Murgatroyd sat motionless. His profile was toward Mrs. Challoner. It was a clean-cut profile, and upon its contour there was no sign of yielding. After a while he looked up and said:—

"I am very sorry for you, Mrs. Challoner, and I dislike intensely to hurt your feelings. But do you realise that your husband ... shot this man in a quarrel over——"

Mrs. Challoner quickly cut him short.

"That woman! What do I care for that! You don't know what my husband is to me! I love him no matter what he has done. Besides, it was all my fault. Let me tell you how it was. Laurie wanted money—his money was gone—he had spent it all, and——"

Murgatroyd held up his hand.

"I cannot let you speak this way. You are simply supplying me with evidence against him."
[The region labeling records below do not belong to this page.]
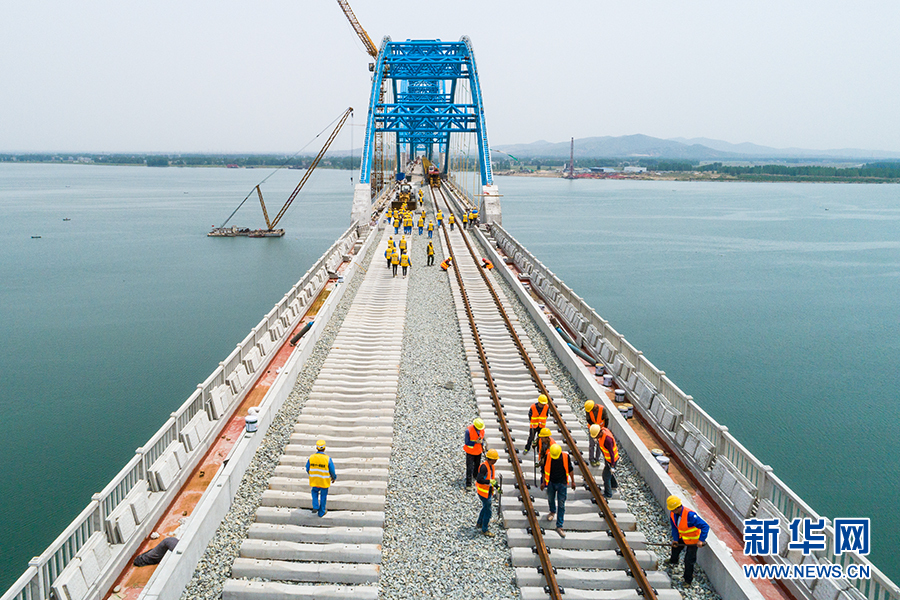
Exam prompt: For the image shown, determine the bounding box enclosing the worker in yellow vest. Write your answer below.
[666,496,709,585]
[306,440,337,517]
[584,400,605,467]
[391,252,400,277]
[475,448,500,537]
[591,419,619,499]
[400,254,412,277]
"And I refused him," continued the woman, too excited to hear what the prosecutor was saying. "I hardened my heart against him—drove him from home, and then—this dreadful thing happened."

"It would be dastardly in me to listen further. You are making your husband's guilt more evident with every word. When Hargraves was found he had been robbed of ten thousand dollars!" And with that Murgatroyd rose as if to indicate that the interview was at an end. "There is nothing I can do, Madam," he declared flatly; and then added: "There never was but one way to cure a man like Challoner; it's too late now."
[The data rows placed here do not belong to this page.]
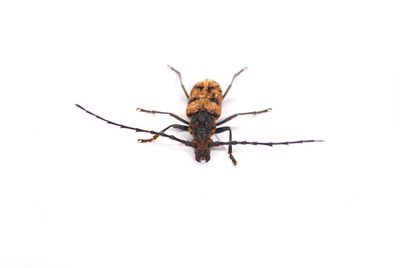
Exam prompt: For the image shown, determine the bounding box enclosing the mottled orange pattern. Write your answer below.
[186,79,222,118]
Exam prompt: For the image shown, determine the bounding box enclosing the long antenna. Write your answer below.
[75,104,194,147]
[209,140,323,147]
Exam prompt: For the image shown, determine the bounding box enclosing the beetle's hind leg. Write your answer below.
[138,124,189,143]
[215,127,237,166]
[167,65,189,99]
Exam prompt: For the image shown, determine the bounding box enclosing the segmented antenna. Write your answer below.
[209,140,323,147]
[75,104,194,147]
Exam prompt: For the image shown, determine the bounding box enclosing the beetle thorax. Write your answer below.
[189,109,216,162]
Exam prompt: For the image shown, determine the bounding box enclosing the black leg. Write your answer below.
[138,124,189,143]
[215,127,237,166]
[217,108,272,126]
[168,65,189,99]
[136,108,189,125]
[222,67,247,99]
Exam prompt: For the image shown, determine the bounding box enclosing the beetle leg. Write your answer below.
[136,108,189,125]
[215,127,237,166]
[217,108,272,126]
[168,65,189,99]
[138,124,189,143]
[222,67,247,99]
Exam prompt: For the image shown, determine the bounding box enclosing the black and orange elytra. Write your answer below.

Minutes passed.... Murgatroyd watched her intently; but she did not move: she sat rigid as if preparing herself for some ordeal yet to come. All of a sudden her attitude changed. Mistrustfully she peered about her once more, then leaning far over toward Murgatroyd, she whispered:—

"We are alone?"

The lawyer regarded her with pardonable curiosity before he answered:—

"Yes. Why do you ask?"

Mrs. Challoner wrung her hands; she seemed uncertain how to proceed. In the end she said:—

"I am going to do a terrible thing. It frightens me almost to death. I don't know how to begin, but my love for Laurie is my excuse for what I have to say. I hope you won't misunderstand me. Supposing Shirley was in Laurie's place—if she were accused of crime, what wouldn't you do for her?"
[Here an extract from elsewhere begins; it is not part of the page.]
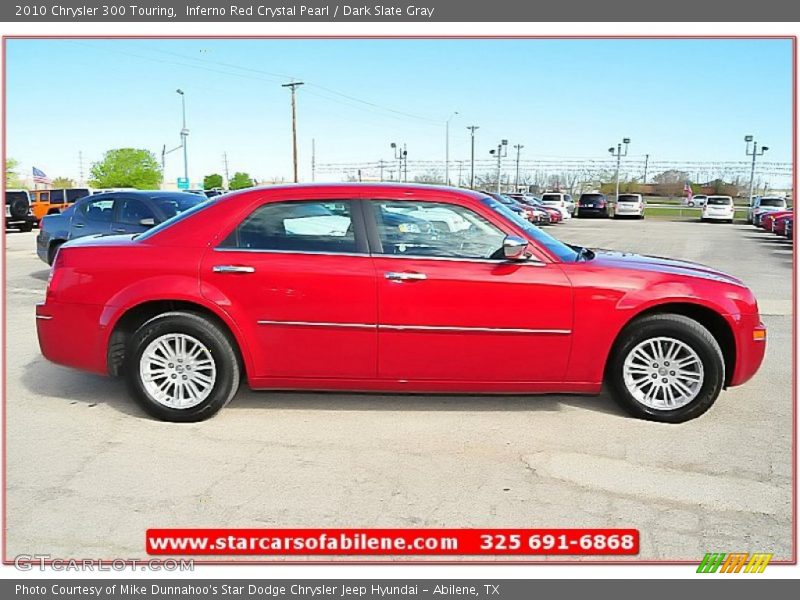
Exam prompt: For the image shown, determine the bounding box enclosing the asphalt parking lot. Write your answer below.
[5,219,793,561]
"The cases are hardly parallel," he answered indifferently.

"They are precisely parallel," she maintained. "You love Shirley as I love Laurie—I know you do. Don't say no—women have a way of knowing those things." Her eyes sought his for confirmation. "Am I not right?"

"I would do anything to win her," he spoke up quickly; evidently she took the rest for granted, for she continued to persevere:—

"I know that you have great ambitions; and with such a girl at your side there is no reason why you should not become a great man."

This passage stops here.